I used to have some patience for MMT, but I’m all out after this stunt. And if you ever wondered if they were operating in good faith then this crystalizes the bad faith motives of their thinking. Instead of watching the movie I’d recommend reading my old MMT critique. Spread it around and help people disabuse themselves of this “new” economic theory. It’s not new and it’s spreading bad faith narratives in the process of demeaning perfectly good economists.2

3) When Money Became Everything.

I liked this quote from Jerry Seinfeld about money (h/t Ben Carlson):

In the seventies, this is the tragic turn of American culture. And this was explained to me by Mario Joiner who cracked this puzzle that I could not figure out what the hell happened. That money became everything. What happened because it was not like that in the seventies. In the seventies, it’s how cool is your job? How cool is what you’re doing? If your job’s cooler than my job, you beat me.

He said the eighties was the first time that young guys could make a lot of money fast.

Never existed before. Rich guys were Aristotle Onassis, Andrew Carnegie, shipping, iron. You couldn’t make a lot of money fast in those days.

And it has poisoned our culture to this day. It’s poison.”3

I think about this a lot these days. How much of the mental health crisis we have in the USA is due to our obsession with money? We work too much, we make lots of money, we’re the richest people on the planet and we also seem to have more problems in American society than most other countries. Don’t get me wrong. I am one of the most rah rah USA people you’ll ever meet. But I do often wonder about our balance in life and whether our society is so geared around earning money that we sacrifice too much else.
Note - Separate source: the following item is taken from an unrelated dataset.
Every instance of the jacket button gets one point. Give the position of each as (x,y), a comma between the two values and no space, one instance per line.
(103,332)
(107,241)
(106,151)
NB – Here’s an interview I did last Friday with Real Vision and Maggie Lake. We discussed the softening labor market, my broader economic outlook, why I like extending bond durations and how I use gold as a form of portfolio insurance. I hope you enjoy it.

1 – I posted the clip the other day before I knew all this and I regret having spread it around. The thing that really annoyed me about the Bernstein clip was that it was edited to portray him poorly, but also misconstrued the question he was asked. They took a labor economist and asked him to explain the role of bonds in MMT and then lambasted him when he stumbled over the answer. Sure, he didn’t answer it well, but MMTers themselves don’t even know why the bond market exists. They think it’s just a waste based on defunct concepts. But more importantly, why should Bernstein understand a topic like this? He’s a labor economist with a PhD in social work. Of course he doesn’t understand Fed/Tsy operations. It’s like taking a heart surgeon and asking him a complex question about brain surgery and then lambasting all “mainstream doctors”. I thought it was an incredibly unfair depiction of him.

2 – Look, there’s nothing wrong with criticizing people. I actually feed off criticism and generally enjoy being criticized. Finance and economics are incredibly difficult things to understand and implement and everyone will be wrong and can benefit from feedback and constantly learning. But we shouldn’t criticize people by misconstruing their views or attacking them under false pretenses. That’s just bad faith criticism.

3 – Yes, Seinfeld is fabulously rich so this is maybe weird coming from him. But I don’t think he got into comedy thinking he’d become as successful as he has. He got into comedy because he just enjoys it. Comedy isn’t exactly a get rich quick (or get rich at all) career. The fact that he made a lot of money along the way doesn’t change the fact that our “get rich quick” society has a lot of problems rooted in that mentality.